Perception is key. We must remember that this is a shared experience at all levels. No matter how successful someone appears in comparison to you and how much that makes you wonder where you went wrong in your life, they are having identical emotions comparing themselves to someone they perceive as more successful. We must use this shared experience to bring us together, to talk. When we break through that barrier of embarrassment and say how we’re really thinking and feeling, we gain perspective and that sharing of experience also leads to a bond.
In the military we are used to shared experiences leading to bonds. We have them forced upon us and recognise the benefits of them. In training we have all seen each other at our lowest. We have all been the squared away guy having a good day looking after the guy who’s world just fell apart, knowing that tomorrow we will inevitability swap places. This is then repeated on operations but at higher intensity, it’s what holds us together and makes us better at our job.

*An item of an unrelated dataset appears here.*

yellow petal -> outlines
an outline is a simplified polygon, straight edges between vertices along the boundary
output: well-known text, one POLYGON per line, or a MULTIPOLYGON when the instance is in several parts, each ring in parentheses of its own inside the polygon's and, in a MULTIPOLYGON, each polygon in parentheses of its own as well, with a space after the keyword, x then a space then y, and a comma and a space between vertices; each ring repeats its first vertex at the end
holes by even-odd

There is a tendency once leaving the military to segregate ourselves from the civilian population because of our background. We forget that we are and have always been civilians too. By isolating ourselves in this way we add another layer of untruth and the feelings I’ve discussed so far are magnified, we find it harder to connect. Although some of our experience the civilian population will never fully understand (if we are doing our job properly they should never have to), the vast majority of what we feel is the same human experience and we mustn’t be afraid to share our struggles with them as they should with us, we’re in this together.
We are all humans with the same emotions, we have dreams and aspirations and we are all the result of our actions. Sometimes we do good things, sometimes not so good things. Sometimes we feel we are winning, sometimes we wonder why we bother. When we take responsibility for our current situation and accept it, we have the best baseline to work from. Sharing our experience with others only helps to break through the facade of perfect lives and brings us closer. This can only help those who might otherwise leave us.